During the expansion process, Montanya founder and owner Karen Hoskin realized when spirits companies talk about sustainability, the implication is that an established way of doing things is worth sustaining. For women, people of color, and environmentalists, there isn’t much history worth celebrating or sustaining in the alcohol beverage industry.
Historically, women didn’t own and operate spirits companies; spirits makers didn’t dedicate themselves to energy efficiency; farm harvesters weren’t treated well (think laborers and sugar cane); mass tasting events didn’t demand proper handling of waste, and salespeople weren’t talking about moderation and wellness. So the question is, what is being sustained?

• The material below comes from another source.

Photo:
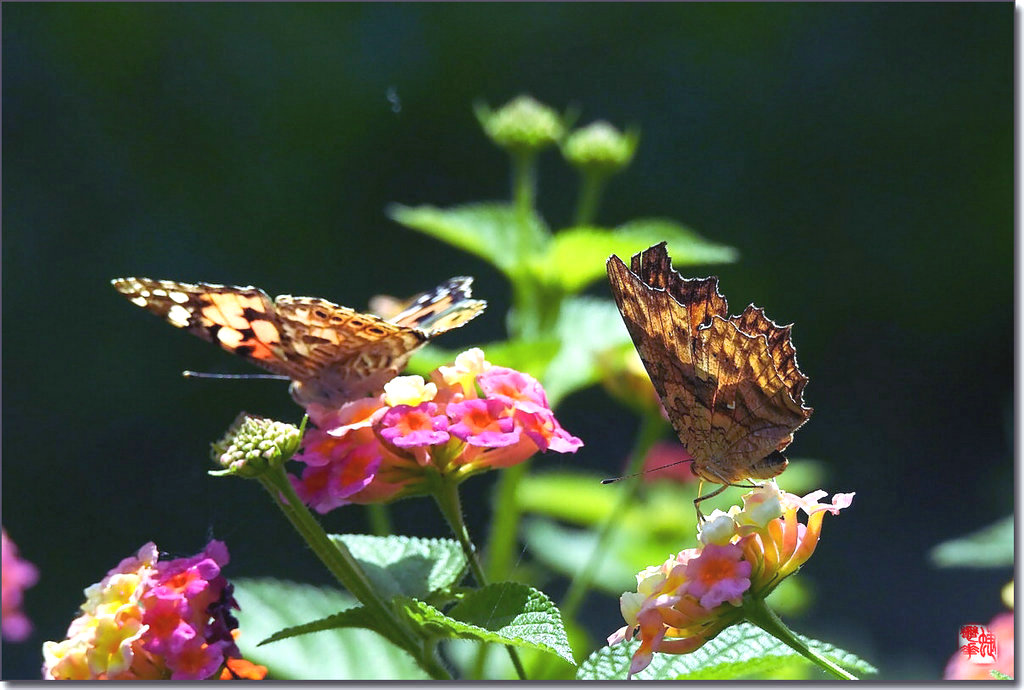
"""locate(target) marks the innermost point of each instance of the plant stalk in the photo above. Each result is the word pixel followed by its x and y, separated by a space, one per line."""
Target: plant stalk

Over the past decade, sustainability became a hip practice for businesses. As sustainability gained popularity, standards dwindled and messaging became more important than practice. Montanya’s leadership asked themselves: “What are we sustaining and why? Is this what we want to bring into the future?” On their path toward becoming a profoundly purpose-driven business, they repeatedly upended and overhauled almost every established system. “I couldn’t escape the sense that there was more to do, a higher bar to clear. I wanted a revolution,” says Hoskin.
When Montanya set out to change prevailing systems, they looked beyond sustainability and found vitality. Their leadership calls this “vitalism,” which takes their team a significant step beyond sustainability. It describes their approach to changing the culture of the spirits industry and improving an environment that was problematic for many years. This was especially true for Montanya when it launched 14 years ago as a woman-owned brand dedicated to environmental and social responsibility. “We aren’t perfect and never have been, but we continue working toward remaking the alcohol beverage foundation from the ground up,” says Hoskin.
Montanya’s newly-launched distillery expansion (August 2022) radically rethought systems in all operations. A new tasting room (January 2022) evolved its business model and employment practices in Crested Butte, a seasonal ski town. According to Hoskin, “Montanya stabilized staff turnover and employee scarcity and implemented many improved daily practices: from how we source glass to how we biodigest waste, from how we pay our employees to how we chill fermentations, from how we capture and recirculate water to how we print our labels and recycle plastic film. We believe our approach is the future of the spirits industry.”
Vitalism is a deeper interpretation of sustainability than what is common in the alcohol beverage industry. It is a radical overhaul of an outdated system that Montanya wants to continue to challenge. The staff practice vitalism in every aspect of the business, while training colleagues in the industry to do the same.